Welcome to Field Notes, where my camera roll meets the margins of my notebook. Expect photos, thoughts, and snippets from Grand Prix weekends and whatever scenes I stumble into. This is the more visual, in-motion side of the newsletter—documenting the in-between moments.
You know a moment feels electric when Times Square realigns itself just for it: a mock starting grid planted amid the neon, Brad Pitt and Lewis Hamilton sharing the spotlight, and Tim Cook stepping up like it’s his debut on the podium.
The red carpet belonged to F1 THE MOVIE, but the stakes ran deeper. Three power centers, each myth-making in its own way, came to play: Hollywood (Warner Brothers) produced the film, Silicon Valley (Apple) is distributing it, and Formula 1 lent the world, the trade secrets, and the brand.
The marquee said Formula 1, but the real headline seemed to ask: who owns the future of live culture?
I have a foot in each of these worlds: I work at a talent agency in LA, I run an F1 digital media company, and I’m an MBA student in Silicon Valley.

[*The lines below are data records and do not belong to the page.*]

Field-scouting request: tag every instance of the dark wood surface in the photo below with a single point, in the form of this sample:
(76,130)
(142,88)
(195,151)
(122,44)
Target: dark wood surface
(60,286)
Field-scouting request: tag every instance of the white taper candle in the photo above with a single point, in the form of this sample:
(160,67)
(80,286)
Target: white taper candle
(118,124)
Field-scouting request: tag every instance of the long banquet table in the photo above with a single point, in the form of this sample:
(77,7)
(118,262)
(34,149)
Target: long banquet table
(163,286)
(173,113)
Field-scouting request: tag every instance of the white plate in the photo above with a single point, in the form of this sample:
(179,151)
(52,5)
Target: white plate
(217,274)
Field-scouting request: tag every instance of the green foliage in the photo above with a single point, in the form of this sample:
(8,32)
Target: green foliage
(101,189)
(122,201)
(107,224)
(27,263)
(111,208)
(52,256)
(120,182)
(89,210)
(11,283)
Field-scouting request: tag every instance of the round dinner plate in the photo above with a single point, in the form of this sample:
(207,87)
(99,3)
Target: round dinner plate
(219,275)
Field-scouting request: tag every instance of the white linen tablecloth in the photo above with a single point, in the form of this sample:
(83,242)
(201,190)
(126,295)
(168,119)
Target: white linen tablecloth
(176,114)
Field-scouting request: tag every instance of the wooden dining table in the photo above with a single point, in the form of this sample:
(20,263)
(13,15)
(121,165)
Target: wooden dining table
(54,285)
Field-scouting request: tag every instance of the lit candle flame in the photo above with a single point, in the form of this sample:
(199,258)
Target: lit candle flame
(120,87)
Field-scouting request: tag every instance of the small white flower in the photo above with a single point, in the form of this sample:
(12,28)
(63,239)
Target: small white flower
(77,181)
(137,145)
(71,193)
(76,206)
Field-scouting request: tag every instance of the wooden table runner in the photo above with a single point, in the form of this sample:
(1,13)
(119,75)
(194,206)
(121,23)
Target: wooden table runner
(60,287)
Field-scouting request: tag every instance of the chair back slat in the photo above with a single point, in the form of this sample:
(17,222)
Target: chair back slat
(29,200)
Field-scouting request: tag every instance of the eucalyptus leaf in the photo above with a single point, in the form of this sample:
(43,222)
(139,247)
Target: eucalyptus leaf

So walking through the barricades that night felt like stepping into a Venn diagram I’d been quietly tracing for years.
In the world of entertainment, sport traditionally owns the stakes. Tech owns the attention. Hollywood owns the narrative. On Monday night in Times Square, they all spoke the same language. Or at least tried to. To me, the most interesting part wasn’t the coordination. It was the subtle power struggle underneath it.
Apple isn’t backing this movie because it’s nostalgic for the sound of a V10 engine. It’s bidding for live sports rights, challenging traditional broadcasters, and turning streaming platforms into arenas that don’t just distribute attention but quantify it. These platforms want the audience, the behavior, and the data.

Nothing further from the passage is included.